OPINIONS : Souveraineté intellectuelle et transformation de l’État, le défi de l’innovation endogène


 

 

La refondation nationale nous oblige à interroger la manière dont se construit notre opinion publique et à mesurer l’impact de la pensée occidentale sur notre quotidien. Nos institutions se sont appauvries en innovations endogènes, en reproduisant des schémas hérités des puissances impérialistes.

L’inefficacité de notre administration publique trouve en partie son origine dans le manque de volonté de rompre avec des modèles exogènes, au profit des valeurs morales, culturelles et organisationnelles qui nous sont propres et qui pourraient fonder une véritable réorganisation des pouvoirs publics.

La réhabilitation des modèles endogènes de gouvernance notamment ceux issus de la chefferie traditionnelle constitue une étape importante, car ces structures ont montré à suffisance leur capacité à assurer la cohésion communautaire, la résolution locale des conflits et, potentiellement, la lutte contre l’insécurité. Il est temps que nos intellectuels se libèrent du mimétisme occidental dans leurs réflexes professionnels et académiques.

Nos États africains sont encore prisonniers d’une redondance d’idées portée par un « intellectualisme perroquet ». Cette colonisation intellectuelle des élites rend les populations vulnérables à un néocolonialisme idéologique, influençant les normes, les modèles de développement et les choix politiques.

Ainsi, une partie de nos cadres et universitaires est toujours critique à l’égard des références locales, car leur formation académique ou professionnelle les a ancrés dans des paradigmes occidentaux présentés comme universels.
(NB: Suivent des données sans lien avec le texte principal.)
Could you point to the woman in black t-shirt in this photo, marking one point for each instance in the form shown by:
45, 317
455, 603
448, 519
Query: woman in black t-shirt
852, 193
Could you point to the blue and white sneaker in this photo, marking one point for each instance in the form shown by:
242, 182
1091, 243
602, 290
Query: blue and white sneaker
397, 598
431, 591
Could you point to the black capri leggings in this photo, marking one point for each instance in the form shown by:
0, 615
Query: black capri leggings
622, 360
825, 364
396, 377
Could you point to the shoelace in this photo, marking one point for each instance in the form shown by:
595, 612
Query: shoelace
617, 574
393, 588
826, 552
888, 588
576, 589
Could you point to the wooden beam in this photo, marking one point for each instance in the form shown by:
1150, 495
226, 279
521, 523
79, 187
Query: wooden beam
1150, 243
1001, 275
Ils ne conçoivent le progrès qu’à travers le prisme du modèle occidental, devenant les gardiens d’un système de pensée qui s’inscrit souvent en contradiction avec nos réalités culturelles et nos intérêts collectifs.

Il est urgent de réhabiliter nos institutions dans une dynamique endogène, créative et adaptée à nos sociétés. Nos autorités doivent promouvoir l’innovation fondée sur notre référentiel culturel afin de nourrir une opinion publique autonome et de renforcer la légitimité de nos institutions. Il est temps de sortir du cocon intellectuel imposé et de libérer la pensée africaine pour écrire nous-mêmes les cadres de notre développement.